But it may be absent for a quarter of the population who use Amazon-branded streaming devices thanks in large part to an ongoing dispute between the company over advertisement inventory.
The Wall Street Journal reports Amazon and Disney are currently arguing over how much advertisement inventory the Seattle-based retailer will control on apps run by the Burbank-based entertainment company.
Though not detailed in the report, the affected apps appear to include those operated by Disney that run so-called “pre-roll” video advertisements that appear before shows and movies. Disney+, the $7 a month service that will comprise of programming from Marvel, Lucasfilm, Pixar and Fox, is not expected to have any advertising, but certain other Disney-operated TV apps do, including ABC Now, FX Now, Disney Channel and ESPN+.
If the two sides cannot come to an agreement over the ad inventory, those apps could be removed from Amazon’s Fire TV app store, the report says. It would also mean Disney+ would likely not come to Amazon Fire TV devices when it launches. Amazon devices were notably absent in press materials about the forthcoming streaming service when it was announced earlier this year.
Amazon is notoriously aggressive when it comes to the services offered through its app stores for TV and tablet devices. There are several streaming sports services that are not offered within the Amazon ecosystem, and Amazon users were left without several Google apps — including the popular video service YouTube — after Google and Amazon began fighting over hardware sales in late 2017. YouTube returned to Amazon devices earlier this year after both sides made up.
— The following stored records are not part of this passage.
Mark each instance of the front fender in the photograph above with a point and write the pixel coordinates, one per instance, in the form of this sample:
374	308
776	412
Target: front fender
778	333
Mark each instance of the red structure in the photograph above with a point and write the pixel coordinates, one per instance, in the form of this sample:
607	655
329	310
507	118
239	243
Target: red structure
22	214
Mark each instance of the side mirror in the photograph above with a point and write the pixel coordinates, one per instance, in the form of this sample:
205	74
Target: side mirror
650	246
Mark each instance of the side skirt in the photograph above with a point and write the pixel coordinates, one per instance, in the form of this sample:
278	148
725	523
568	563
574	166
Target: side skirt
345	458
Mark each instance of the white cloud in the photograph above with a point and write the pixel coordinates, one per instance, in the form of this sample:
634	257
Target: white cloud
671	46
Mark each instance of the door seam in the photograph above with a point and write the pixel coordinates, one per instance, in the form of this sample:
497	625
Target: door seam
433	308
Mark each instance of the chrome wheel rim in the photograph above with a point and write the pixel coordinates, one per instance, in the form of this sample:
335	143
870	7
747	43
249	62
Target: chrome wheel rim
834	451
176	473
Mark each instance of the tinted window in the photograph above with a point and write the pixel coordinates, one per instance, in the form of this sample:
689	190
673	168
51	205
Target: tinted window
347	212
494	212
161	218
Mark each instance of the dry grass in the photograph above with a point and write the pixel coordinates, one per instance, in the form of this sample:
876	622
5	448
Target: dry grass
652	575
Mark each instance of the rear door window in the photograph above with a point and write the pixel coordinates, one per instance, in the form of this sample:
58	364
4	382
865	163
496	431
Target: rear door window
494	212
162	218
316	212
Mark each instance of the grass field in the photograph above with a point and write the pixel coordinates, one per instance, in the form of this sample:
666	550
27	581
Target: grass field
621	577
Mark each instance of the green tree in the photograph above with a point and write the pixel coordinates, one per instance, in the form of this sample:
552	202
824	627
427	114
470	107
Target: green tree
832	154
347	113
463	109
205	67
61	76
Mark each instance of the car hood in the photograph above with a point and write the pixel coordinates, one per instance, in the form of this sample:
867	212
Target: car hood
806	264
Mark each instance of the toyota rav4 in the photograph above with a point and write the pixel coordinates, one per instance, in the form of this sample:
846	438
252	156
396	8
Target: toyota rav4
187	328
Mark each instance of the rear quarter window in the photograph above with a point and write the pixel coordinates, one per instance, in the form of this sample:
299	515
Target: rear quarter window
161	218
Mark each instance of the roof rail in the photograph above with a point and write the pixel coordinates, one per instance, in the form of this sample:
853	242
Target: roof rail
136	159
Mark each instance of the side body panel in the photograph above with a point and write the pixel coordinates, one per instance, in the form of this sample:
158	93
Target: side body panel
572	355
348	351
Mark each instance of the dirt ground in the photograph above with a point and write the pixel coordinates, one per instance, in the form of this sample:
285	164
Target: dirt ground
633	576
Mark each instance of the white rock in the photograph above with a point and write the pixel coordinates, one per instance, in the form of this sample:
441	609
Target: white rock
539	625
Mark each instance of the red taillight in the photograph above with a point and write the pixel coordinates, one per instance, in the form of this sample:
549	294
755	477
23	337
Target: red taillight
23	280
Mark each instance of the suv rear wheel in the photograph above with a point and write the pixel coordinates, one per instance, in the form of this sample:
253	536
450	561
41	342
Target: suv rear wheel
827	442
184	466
Around 29 percent of households use Amazon Fire TV devices, including Fire TV Stick and Fire TV Cube, according to data provided by Strategy Analytics. Over 40 percent of households use Roku devices, while Google and Amazon streaming hardware comprise a little more than 25 percent of the streaming TV market share.
For years, Amazon has been the outlier in the streaming market in that it offered both streaming TV hardware and a streaming TV service, Prime Video (Apple and Roku now have their own streaming video services). But Amazon devices, which run a version of Google’s Android software, are popular with hobbyists and hackers who like to add apps and operating systems not officially sanctioned by Amazon by “sideloading” services through a feature intended for developers.
Disney currently has several Android apps available, and Disney+ is expected to launch on Android next month. If the apps are available on Android but not Amazon, some intrepid users will likely figure out how to install them anyway.